そんな錯覚も手伝ってか、私はケンジ君が受験する高校に興味を持ち始めた。私立青道高校。確かに、野球部は強豪のようだ。けれども、私にはこの高校に進学する理由がない。あるとすれば、ケンジ君が進学するからという、ただそれだけ。ああ、でもそれも立派な理由になるのかな。告白されて1ヶ月、私はまだケンジ君への気持ちを図りかねていた。
好きか嫌いかで分類すれば間違いなく好きだ。けれども、それが特別な好きなのかは分からなくて。ただ、一緒にいると楽しいし笑顔になれる。そんな男の子は初めてのような気がして、気分が高揚していた。だから、受験前の大切な時期になって2度目の告白をされた時、私は彼に了承の意を伝えるという道を選んだ。そして同時に、彼のことを応援したいという気持ちから、青道高校に進学することを決めたのだった。受験は2人揃って無事合格。
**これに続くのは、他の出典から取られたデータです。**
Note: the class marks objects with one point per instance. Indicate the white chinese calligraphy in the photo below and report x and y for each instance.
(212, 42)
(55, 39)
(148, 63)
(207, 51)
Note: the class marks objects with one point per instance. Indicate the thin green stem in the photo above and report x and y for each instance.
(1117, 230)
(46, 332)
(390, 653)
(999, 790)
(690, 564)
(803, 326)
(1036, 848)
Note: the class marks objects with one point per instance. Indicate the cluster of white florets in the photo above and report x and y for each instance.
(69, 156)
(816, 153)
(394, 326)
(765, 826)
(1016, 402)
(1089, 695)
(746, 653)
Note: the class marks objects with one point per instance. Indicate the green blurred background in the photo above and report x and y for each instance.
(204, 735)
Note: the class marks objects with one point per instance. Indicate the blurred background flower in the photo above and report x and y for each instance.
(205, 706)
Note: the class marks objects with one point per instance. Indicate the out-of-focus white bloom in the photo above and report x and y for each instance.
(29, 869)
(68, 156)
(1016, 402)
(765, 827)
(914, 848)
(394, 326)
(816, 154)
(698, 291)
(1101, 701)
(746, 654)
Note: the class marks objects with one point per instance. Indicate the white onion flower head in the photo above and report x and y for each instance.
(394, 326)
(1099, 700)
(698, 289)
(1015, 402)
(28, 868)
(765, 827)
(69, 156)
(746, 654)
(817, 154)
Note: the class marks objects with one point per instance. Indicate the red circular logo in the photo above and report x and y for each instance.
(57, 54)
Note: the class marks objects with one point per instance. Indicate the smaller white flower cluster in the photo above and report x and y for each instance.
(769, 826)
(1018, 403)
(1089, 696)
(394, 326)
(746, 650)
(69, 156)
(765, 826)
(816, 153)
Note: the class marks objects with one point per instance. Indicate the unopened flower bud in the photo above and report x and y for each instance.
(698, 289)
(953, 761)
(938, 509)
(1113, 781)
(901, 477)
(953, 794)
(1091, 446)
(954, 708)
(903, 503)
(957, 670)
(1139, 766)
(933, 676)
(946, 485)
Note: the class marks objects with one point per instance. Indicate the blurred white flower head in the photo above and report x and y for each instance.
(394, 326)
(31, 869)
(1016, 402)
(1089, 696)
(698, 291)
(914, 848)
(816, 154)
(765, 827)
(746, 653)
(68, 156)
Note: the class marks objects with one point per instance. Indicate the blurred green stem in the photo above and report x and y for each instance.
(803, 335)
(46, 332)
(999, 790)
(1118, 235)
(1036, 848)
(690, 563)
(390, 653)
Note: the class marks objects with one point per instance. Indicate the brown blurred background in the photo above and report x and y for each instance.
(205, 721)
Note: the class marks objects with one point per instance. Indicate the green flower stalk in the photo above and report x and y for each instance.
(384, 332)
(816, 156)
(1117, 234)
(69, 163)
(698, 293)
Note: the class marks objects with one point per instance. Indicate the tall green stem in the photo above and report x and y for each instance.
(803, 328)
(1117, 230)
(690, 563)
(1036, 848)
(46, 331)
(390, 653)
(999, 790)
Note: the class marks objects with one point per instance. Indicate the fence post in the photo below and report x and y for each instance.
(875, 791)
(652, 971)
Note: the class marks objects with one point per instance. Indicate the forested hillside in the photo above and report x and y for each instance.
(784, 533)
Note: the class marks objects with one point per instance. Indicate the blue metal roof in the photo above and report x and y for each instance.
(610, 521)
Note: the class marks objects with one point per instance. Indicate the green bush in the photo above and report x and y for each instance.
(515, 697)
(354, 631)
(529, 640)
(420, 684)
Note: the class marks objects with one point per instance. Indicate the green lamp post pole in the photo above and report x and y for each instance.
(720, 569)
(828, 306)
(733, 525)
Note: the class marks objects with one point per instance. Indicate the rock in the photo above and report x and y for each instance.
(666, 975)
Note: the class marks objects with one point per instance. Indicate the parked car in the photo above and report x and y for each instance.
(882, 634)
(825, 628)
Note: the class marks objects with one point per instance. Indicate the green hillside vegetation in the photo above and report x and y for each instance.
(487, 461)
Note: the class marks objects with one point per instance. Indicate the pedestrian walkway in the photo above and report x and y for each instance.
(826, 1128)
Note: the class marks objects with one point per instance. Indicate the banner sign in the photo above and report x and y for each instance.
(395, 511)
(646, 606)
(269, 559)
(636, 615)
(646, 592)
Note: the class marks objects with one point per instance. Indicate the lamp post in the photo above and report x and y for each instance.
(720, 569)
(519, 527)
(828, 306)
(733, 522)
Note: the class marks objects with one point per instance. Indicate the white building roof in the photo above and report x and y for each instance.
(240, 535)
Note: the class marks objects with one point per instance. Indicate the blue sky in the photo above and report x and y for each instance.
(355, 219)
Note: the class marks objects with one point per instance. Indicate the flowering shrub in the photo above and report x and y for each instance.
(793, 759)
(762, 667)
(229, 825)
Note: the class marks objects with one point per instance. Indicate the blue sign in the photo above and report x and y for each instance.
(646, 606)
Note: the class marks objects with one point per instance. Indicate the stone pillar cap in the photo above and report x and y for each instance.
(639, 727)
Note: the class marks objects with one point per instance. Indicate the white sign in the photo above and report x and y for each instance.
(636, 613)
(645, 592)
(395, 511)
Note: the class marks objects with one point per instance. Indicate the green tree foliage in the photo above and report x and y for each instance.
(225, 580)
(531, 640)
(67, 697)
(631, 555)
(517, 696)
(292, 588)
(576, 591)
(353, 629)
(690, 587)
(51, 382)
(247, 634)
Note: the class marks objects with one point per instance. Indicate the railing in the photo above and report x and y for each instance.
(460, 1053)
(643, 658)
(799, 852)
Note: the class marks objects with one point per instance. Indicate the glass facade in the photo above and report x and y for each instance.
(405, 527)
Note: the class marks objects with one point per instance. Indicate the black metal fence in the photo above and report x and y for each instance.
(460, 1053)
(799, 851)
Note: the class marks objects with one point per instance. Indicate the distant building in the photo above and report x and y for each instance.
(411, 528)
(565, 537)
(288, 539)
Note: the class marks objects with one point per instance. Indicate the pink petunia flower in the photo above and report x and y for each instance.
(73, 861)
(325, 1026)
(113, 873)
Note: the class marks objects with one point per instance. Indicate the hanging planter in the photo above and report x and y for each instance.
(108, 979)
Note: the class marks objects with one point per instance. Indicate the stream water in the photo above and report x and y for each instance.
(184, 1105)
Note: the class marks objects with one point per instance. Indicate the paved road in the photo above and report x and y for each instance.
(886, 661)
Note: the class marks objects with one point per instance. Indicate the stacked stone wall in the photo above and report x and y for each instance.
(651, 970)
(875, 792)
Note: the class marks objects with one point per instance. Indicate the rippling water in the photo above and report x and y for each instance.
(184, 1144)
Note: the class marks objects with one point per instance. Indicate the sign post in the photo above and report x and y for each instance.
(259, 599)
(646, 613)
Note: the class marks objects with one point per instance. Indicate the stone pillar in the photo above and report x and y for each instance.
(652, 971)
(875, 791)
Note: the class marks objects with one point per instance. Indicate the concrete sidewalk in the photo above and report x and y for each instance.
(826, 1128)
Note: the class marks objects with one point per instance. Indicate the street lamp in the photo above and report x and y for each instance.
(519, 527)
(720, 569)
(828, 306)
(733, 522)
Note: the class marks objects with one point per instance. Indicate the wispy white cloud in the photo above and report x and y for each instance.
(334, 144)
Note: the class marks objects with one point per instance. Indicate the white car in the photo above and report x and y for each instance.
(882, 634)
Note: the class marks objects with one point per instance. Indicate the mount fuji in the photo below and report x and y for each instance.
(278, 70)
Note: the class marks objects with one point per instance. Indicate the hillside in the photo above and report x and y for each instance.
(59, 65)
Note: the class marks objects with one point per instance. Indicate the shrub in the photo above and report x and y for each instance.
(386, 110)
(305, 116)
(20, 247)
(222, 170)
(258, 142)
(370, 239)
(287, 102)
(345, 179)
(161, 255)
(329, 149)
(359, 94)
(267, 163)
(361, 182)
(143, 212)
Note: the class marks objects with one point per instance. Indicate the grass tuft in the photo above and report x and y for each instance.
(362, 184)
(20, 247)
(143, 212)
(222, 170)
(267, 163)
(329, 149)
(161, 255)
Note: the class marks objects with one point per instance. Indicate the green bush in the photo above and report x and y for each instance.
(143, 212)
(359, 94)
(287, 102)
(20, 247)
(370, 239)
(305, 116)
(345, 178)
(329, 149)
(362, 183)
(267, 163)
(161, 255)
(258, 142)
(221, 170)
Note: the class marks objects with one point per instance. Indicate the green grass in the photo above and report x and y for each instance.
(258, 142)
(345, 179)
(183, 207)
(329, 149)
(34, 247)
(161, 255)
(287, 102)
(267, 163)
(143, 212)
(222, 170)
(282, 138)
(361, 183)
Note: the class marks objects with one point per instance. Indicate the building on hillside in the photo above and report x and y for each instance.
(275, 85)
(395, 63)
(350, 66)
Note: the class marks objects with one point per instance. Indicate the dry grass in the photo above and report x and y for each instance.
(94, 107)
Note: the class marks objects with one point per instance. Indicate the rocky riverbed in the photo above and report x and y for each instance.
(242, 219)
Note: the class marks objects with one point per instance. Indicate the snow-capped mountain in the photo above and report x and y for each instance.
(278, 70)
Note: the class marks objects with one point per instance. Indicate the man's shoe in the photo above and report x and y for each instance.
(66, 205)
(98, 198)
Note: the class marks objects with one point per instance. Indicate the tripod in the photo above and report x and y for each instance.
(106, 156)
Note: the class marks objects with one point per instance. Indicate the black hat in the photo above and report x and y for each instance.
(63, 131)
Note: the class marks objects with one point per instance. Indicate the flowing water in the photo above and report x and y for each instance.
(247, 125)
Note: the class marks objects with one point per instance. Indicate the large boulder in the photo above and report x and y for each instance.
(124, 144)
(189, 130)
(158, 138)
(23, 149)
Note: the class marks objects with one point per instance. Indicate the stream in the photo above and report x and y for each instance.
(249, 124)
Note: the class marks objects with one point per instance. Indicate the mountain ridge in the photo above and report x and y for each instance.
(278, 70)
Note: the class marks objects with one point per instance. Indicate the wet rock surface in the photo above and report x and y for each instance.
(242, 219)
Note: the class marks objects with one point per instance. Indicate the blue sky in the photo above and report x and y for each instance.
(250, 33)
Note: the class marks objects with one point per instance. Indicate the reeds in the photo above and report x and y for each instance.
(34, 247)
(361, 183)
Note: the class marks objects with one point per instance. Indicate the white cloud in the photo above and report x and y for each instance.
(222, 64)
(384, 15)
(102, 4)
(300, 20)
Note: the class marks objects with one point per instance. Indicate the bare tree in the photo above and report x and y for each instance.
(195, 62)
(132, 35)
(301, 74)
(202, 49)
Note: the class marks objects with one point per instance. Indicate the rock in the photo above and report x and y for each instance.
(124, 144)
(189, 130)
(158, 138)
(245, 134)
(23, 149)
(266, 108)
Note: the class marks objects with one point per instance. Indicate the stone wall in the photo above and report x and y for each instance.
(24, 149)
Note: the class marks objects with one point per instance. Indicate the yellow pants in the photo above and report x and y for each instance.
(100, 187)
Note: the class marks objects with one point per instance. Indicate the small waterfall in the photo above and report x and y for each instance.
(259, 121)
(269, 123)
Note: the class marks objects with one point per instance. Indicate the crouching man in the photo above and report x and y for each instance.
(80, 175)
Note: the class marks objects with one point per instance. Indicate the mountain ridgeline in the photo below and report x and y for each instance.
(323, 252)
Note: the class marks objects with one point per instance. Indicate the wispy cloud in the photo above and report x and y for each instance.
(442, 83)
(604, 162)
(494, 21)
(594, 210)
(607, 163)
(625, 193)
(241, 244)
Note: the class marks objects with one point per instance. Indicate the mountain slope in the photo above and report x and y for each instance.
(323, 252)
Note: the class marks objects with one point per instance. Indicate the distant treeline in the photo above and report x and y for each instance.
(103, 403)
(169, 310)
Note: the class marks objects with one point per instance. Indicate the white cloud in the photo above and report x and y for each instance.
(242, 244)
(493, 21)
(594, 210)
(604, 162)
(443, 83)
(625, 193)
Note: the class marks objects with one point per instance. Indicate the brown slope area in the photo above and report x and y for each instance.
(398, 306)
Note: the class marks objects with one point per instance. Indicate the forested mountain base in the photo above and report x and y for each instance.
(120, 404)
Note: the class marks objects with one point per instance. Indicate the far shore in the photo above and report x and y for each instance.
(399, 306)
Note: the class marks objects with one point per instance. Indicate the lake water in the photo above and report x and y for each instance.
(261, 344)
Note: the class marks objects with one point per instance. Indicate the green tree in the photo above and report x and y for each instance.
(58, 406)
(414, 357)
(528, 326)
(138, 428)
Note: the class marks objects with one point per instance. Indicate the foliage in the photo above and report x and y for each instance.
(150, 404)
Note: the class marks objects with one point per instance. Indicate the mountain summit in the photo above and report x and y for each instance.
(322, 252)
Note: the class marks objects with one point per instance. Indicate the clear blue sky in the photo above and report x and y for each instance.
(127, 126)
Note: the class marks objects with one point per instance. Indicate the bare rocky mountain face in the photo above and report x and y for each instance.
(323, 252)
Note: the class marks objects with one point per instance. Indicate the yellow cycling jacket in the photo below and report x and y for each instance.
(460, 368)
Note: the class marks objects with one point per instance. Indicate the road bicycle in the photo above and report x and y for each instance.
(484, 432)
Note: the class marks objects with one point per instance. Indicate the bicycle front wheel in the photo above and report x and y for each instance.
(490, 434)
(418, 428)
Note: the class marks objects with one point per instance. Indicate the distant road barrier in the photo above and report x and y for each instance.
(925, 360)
私とケンジ君は4月から一緒に青道高校に進学することになった。
桜の花びらが舞い散る頃、真新しい制服に袖を通した私は、意気揚々と高校を目指す。そういえば、小学生の頃に引っ越す時は3月だったから、桜はまだ咲いていなかったなあ。どうしてこのタイミングでそんなことを思い出したのか、自分でもよく分からない。ただ、思えばこれは前触れだったのかもしれない。


「…名前、か…?」
「え?」


高校へ向かう道中、斜め後ろから声をかけられて振り向く。どうして私の名前を…と尋ねようとしたところで、その顔を見て衝撃が走った。私と同じ青道高校の制服に身を包んでいるその人は初対面。ではなく。すっかり大人の男の人へと成長しているけれど、幼い頃の面影はそのまま。間違いない。この人は。


「一也、くん…?」


ぶわり。強い風が吹きつける。散っていく桜の花びらの向こうで、彼は、一也君は、あの頃とは違う笑顔で頷いた。